中国人が、欧州ブランドを買い漁る

欧米ブランドは旧正月戦略

旧正月に備え

来年1月31日に始まる1週間の旧正月などのピークシーズンを控え、ロンドンのボンド・ストリートやニューヨークの五番街といった高級ショッピング街は中国人買い物客を迎える準備に入っている。

ロンドンの高級百貨店ハロッズは旧正月用の特別商品やメニューを準備し、旧正月をテーマにしたディスプレーも計画している。

2012年に英国を訪れた中国人観光客は3億ポンド(4億88345万ドル)を落とした。英国政府は中国から観光客をさらに呼び込もうと、査証(ビザ)発行条件を緩和した。

英国企業に中国人買い物客向けの戦略を助言するチャイナ・ビジネス・サービシズのディレクター、ジェレミー・ゴードン氏は「中国人観光客向けの戦略があれば、ものすごく大きな違いが出てくる。英国での中国人の支出は13年上期に132%も増えた。小売売上高全体はそこまでのペースで伸びていないので、利益に大規模な影響を及ぼすのは明らかだ」と言う。

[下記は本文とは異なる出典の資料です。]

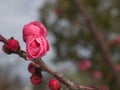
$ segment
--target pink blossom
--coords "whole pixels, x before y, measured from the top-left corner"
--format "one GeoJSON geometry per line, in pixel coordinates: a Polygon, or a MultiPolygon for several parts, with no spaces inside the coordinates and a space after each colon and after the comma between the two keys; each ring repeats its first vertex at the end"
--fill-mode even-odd
{"type": "Polygon", "coordinates": [[[79,68],[81,71],[87,71],[92,66],[90,60],[83,60],[79,63],[79,68]]]}
{"type": "Polygon", "coordinates": [[[29,36],[47,36],[47,30],[39,21],[30,22],[23,27],[23,40],[26,42],[29,36]]]}
{"type": "Polygon", "coordinates": [[[95,79],[101,79],[102,77],[103,77],[103,73],[101,72],[101,71],[94,71],[93,72],[93,77],[95,78],[95,79]]]}
{"type": "Polygon", "coordinates": [[[111,46],[120,45],[120,36],[110,42],[111,46]]]}
{"type": "Polygon", "coordinates": [[[26,43],[26,54],[28,60],[41,58],[49,51],[49,43],[43,36],[30,36],[26,43]]]}

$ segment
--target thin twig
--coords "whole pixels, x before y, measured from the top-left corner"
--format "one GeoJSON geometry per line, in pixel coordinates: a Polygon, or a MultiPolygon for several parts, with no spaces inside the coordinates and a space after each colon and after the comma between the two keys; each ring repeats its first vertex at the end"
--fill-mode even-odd
{"type": "Polygon", "coordinates": [[[95,24],[93,23],[89,14],[87,13],[87,10],[83,5],[82,0],[75,0],[75,2],[78,5],[78,8],[79,8],[80,12],[85,19],[86,28],[88,28],[88,30],[91,31],[91,33],[93,34],[93,36],[96,39],[96,42],[98,43],[99,47],[101,48],[101,51],[102,51],[103,56],[106,60],[106,63],[108,64],[111,71],[113,72],[113,77],[115,78],[117,86],[119,87],[119,90],[120,90],[120,77],[119,77],[119,75],[118,75],[118,73],[117,73],[117,71],[114,67],[114,64],[112,62],[111,54],[109,53],[108,47],[104,42],[103,36],[98,32],[99,30],[95,26],[95,24]]]}
{"type": "MultiPolygon", "coordinates": [[[[0,41],[2,41],[3,43],[7,43],[7,39],[4,38],[2,35],[0,35],[0,41]]],[[[22,57],[26,60],[26,52],[25,51],[20,50],[19,52],[15,53],[15,54],[19,55],[20,57],[22,57]]],[[[77,84],[77,83],[70,81],[64,75],[62,75],[62,74],[54,71],[52,68],[50,68],[45,62],[43,62],[42,59],[35,59],[33,61],[36,62],[37,64],[39,64],[40,67],[42,68],[42,70],[44,70],[45,72],[48,72],[49,74],[51,74],[52,76],[54,76],[58,80],[60,80],[61,83],[63,83],[64,85],[66,85],[68,87],[68,90],[99,90],[98,88],[93,87],[93,86],[81,85],[81,84],[77,84]]]]}

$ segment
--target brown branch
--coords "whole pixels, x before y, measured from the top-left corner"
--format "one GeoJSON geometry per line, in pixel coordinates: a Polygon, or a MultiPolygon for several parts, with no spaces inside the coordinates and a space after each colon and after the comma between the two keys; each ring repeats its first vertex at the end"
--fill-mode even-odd
{"type": "MultiPolygon", "coordinates": [[[[2,35],[0,35],[0,41],[2,41],[3,43],[7,43],[7,39],[4,38],[2,35]]],[[[15,54],[19,55],[20,57],[22,57],[26,60],[26,52],[25,51],[19,50],[19,52],[15,53],[15,54]]],[[[42,59],[35,59],[33,61],[36,62],[37,64],[39,64],[40,67],[42,68],[42,70],[44,70],[45,72],[48,72],[52,76],[56,77],[61,83],[66,85],[68,87],[68,90],[99,90],[98,88],[93,87],[93,86],[81,85],[81,84],[77,84],[77,83],[70,81],[64,75],[51,69],[45,62],[43,62],[42,59]]]]}
{"type": "Polygon", "coordinates": [[[119,75],[114,67],[111,54],[109,53],[107,45],[104,42],[103,36],[98,32],[99,31],[98,28],[95,26],[92,19],[88,15],[87,10],[82,3],[82,0],[75,0],[75,2],[78,5],[78,8],[79,8],[81,14],[83,15],[83,17],[86,21],[85,22],[86,28],[88,28],[88,30],[90,30],[91,33],[93,34],[93,36],[95,37],[96,42],[98,43],[98,45],[101,49],[101,52],[103,53],[103,56],[106,60],[106,63],[108,64],[111,71],[113,72],[113,77],[115,78],[116,83],[117,83],[119,90],[120,90],[120,77],[119,77],[119,75]]]}

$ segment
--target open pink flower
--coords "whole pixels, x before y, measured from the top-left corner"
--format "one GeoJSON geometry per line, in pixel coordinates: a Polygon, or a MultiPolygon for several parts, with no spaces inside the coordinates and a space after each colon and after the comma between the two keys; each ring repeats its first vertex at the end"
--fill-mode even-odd
{"type": "Polygon", "coordinates": [[[23,27],[23,40],[26,42],[29,36],[47,36],[47,30],[39,21],[30,22],[23,27]]]}
{"type": "Polygon", "coordinates": [[[43,36],[30,36],[26,43],[26,54],[28,60],[33,60],[35,58],[40,58],[44,56],[47,51],[49,51],[49,44],[45,37],[43,36]]]}

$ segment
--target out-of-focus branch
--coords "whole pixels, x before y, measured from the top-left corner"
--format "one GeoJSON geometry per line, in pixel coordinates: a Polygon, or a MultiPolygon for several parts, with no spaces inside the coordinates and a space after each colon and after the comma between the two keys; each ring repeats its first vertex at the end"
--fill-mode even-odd
{"type": "Polygon", "coordinates": [[[82,0],[75,0],[75,2],[78,5],[78,8],[79,8],[81,14],[84,17],[86,28],[88,28],[88,30],[91,31],[94,38],[96,39],[96,42],[98,43],[98,45],[99,45],[99,47],[100,47],[100,49],[101,49],[101,51],[103,53],[103,56],[104,56],[104,58],[106,60],[106,63],[109,65],[110,69],[113,72],[113,77],[115,78],[116,83],[117,83],[117,85],[119,87],[119,90],[120,90],[120,77],[119,77],[119,75],[118,75],[118,73],[117,73],[117,71],[116,71],[116,69],[114,67],[114,64],[112,62],[111,54],[109,53],[108,47],[104,42],[103,36],[98,32],[99,30],[95,26],[95,24],[93,23],[93,21],[90,18],[89,14],[87,13],[87,10],[83,5],[82,0]]]}
{"type": "MultiPolygon", "coordinates": [[[[4,38],[2,35],[0,35],[0,41],[3,43],[7,43],[7,39],[4,38]]],[[[23,50],[19,50],[19,52],[15,53],[18,54],[20,57],[24,58],[26,60],[26,52],[23,50]]],[[[52,76],[56,77],[61,83],[66,85],[68,87],[68,90],[99,90],[96,87],[93,86],[86,86],[86,85],[81,85],[78,83],[74,83],[67,79],[64,75],[54,71],[52,68],[50,68],[45,62],[43,62],[42,59],[35,59],[33,60],[35,63],[39,64],[42,70],[45,72],[48,72],[52,76]]]]}

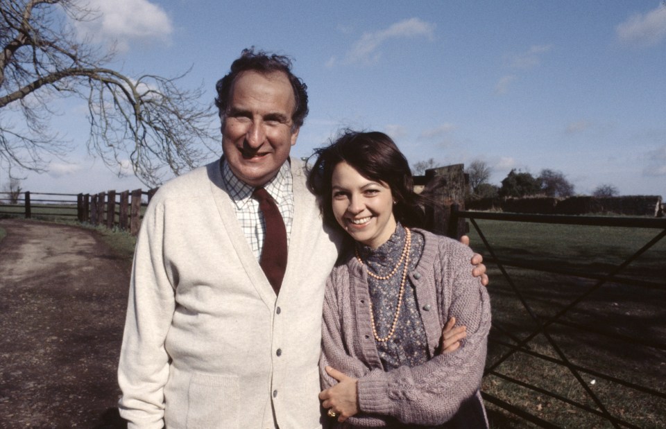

五番街では、高級宝飾品ブランドのティファニーが中国語を話すスタッフを雇った。

米商務省によると、12年に米国を訪れた中国人観光客は約150万人と、05年の5倍に膨らんでいる。

カナダの百貨店大手ハドソンズ・ベイ傘下の米サックス・フィフス・アベニューは美容商品に焦点を絞った旧正月戦略を策定した。

米百貨店大手メーシーズの旗艦店は中国語表記の資料を備えるビジターセンターを開設済みだ。

オンライン顧客をどう捕まえるか

高級品ブランド企業はオンラインでも中国人買い物客を引き付けようと戦略を練る。

ティファニーは中国語の婚約指輪アプリを作り、仏シャネルはオンラインのメークアップ教室を提供する。

伊フェンディは中国版ツイッター「微博」(ウェイボ)を利用し、伊プラダ<1913.HK>と仏クリスチャン・ディオールはオンライン上で中国語の動画を展開する。

中国市場を標的にするブランドを顧客に持つデジタルマーケティング代理店Quminのアーノルド・マー氏は「中国の消費者は西洋人に比べてネット上の情報交換がずっと盛んで、それは高給品にさえ当てはまる。最終的に購入判断を下す前にソーシャルメディアをチェックすることが多い」と説明した。

ベインのパートナーであるブルーノ・ランネス氏は「中国人消費者は世界経済との結びつきがぐっと強まっている上、情報、とりわけ価格情報を実に良く把握している」と指摘し、旅行先にせよオンラインにせよ、海外で買い物する傾向は続くと予想した。